Higher Molecular Weight Polyethylene Glycol Increases Cell Proliferation While Improving Barrier Function in an In Vitro Colon Cancer Model

1Department of Medicine, University of Florida, 1600 SW Archer Road, Box 100214, Gainesville, FL 32608, USA
2Department of Biomedical Engineering, Gainesville, FL 32610, University of Florida, USA
3Department of Bioengineering, University of Illinois at Chicago, Chicago, IL 60607, USA

Received 1 July 2011; Accepted 4 August 2011

Academic Editor: Rumiana Koynova

Copyright © 2011 Shruthi Bharadwaj et al. This is an open access article distributed under the Creative Commons Attribution License, which permits unrestricted use, distribution, and reproduction in any medium, provided the original work is properly cited.

Abstract

Polyethylene glycol (PEG) has been previously shown to protect against enteric pathogens and prevent colon cancer invasion. To determine if PEG could indeed protect against previously observed pro-invasive effects of commensal E. coli and EPEC, Caco-2 cells grown in an in vitro model of colon cancer were infected with strains of human commensal E. coli or EPEC and treated with 10% PEG 3350, PEG 8000, and PEG 20,000, respectively.

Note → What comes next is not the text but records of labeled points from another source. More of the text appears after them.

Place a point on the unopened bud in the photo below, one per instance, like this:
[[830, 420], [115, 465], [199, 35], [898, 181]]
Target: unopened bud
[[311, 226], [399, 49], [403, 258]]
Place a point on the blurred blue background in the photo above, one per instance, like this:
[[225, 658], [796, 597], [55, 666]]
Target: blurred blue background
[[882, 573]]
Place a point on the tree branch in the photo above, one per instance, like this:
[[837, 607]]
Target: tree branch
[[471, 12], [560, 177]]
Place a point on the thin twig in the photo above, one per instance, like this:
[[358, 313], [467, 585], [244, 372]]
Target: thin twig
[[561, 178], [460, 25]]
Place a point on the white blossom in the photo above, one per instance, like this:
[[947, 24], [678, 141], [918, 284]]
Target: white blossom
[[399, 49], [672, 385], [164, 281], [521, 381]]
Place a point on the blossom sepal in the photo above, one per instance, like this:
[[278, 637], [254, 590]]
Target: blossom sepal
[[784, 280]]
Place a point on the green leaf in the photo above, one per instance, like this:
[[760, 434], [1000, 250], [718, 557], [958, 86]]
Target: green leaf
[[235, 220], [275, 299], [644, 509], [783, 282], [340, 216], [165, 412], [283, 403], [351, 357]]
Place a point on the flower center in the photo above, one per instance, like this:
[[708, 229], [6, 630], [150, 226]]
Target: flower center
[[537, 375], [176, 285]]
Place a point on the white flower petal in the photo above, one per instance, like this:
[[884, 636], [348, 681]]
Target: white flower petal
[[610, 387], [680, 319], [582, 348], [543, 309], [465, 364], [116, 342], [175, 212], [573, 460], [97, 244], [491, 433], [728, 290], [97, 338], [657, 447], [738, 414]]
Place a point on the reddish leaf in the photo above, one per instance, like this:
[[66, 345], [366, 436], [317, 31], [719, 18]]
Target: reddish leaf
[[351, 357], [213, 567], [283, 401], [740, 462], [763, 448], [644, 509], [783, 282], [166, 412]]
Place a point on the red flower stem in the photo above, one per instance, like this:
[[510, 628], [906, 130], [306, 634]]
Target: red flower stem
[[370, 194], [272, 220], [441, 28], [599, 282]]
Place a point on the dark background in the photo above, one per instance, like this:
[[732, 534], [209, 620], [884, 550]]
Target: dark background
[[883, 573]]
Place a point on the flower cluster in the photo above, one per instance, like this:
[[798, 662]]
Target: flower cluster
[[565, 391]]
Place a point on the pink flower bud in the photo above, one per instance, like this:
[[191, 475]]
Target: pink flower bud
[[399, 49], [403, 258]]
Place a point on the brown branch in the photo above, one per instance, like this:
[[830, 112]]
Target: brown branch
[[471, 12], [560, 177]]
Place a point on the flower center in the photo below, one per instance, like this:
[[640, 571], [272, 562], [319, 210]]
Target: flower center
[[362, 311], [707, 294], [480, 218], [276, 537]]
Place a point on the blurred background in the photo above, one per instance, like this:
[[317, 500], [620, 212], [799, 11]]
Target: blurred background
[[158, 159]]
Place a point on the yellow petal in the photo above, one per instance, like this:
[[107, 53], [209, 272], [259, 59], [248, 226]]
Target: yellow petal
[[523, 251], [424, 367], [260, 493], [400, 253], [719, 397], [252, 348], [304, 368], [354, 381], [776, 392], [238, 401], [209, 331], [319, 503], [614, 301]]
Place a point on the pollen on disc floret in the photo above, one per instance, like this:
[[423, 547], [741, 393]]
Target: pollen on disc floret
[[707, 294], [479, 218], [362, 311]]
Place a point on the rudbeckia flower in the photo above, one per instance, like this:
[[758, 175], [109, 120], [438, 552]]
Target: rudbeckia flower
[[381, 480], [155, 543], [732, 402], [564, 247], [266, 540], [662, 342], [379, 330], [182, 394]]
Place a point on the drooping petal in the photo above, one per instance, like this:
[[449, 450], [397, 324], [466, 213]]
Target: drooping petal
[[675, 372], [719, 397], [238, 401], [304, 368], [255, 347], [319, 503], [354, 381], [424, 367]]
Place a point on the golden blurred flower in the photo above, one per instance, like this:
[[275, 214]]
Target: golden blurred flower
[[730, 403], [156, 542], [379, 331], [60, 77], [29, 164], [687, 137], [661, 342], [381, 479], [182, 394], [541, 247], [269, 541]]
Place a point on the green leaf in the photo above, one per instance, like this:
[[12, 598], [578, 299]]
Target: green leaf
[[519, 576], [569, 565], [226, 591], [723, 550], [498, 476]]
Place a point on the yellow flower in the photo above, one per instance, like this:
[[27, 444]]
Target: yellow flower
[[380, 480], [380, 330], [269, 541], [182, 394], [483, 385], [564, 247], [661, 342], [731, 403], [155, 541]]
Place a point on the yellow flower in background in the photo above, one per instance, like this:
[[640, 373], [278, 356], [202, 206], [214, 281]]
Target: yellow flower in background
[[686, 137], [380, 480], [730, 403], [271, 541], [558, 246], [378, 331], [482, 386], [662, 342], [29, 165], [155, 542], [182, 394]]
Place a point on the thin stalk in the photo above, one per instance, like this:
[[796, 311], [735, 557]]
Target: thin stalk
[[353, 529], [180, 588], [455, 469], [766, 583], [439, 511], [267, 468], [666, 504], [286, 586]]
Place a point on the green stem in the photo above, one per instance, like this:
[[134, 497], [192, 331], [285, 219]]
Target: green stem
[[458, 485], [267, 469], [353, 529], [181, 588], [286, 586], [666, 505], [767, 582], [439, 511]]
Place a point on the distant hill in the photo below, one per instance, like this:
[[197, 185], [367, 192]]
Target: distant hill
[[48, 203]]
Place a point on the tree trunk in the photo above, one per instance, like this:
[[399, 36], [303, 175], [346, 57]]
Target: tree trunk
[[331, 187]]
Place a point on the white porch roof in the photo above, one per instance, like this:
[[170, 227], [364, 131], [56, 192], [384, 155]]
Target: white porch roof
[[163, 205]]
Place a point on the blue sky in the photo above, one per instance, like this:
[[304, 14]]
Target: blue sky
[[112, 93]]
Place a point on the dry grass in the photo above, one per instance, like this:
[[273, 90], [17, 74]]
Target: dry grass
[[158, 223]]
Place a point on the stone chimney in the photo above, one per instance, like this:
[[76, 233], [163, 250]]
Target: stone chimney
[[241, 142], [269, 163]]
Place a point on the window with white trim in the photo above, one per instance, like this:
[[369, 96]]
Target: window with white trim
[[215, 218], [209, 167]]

At 24 hours after infection, MMP-1 and MMP-13 activities, cell cluster thickness, depth of invasion, and proliferation were determined using standard molecular biology techniques and advanced imaging. We found that higher molecular weight PEG, especially PEG 8000 and 20,000, regardless of bacterial infection, increased proliferation and depth of invasion although a decrease in cellular density and MMP-1 activity was also noted. Maximum proliferation and depth of invasion of Caco-2 cells was observed in scaffolds treated with a combination of commensal E. coli strain, HS4 and PEG 8000. In conclusion, we found that PEG 8000 increased cell proliferation and led to the preservation of cell density in cells treated with commensal bacteria. This is important, because the preservation of a proliferative response in colon cancer results in a more chemo-responsive tumor.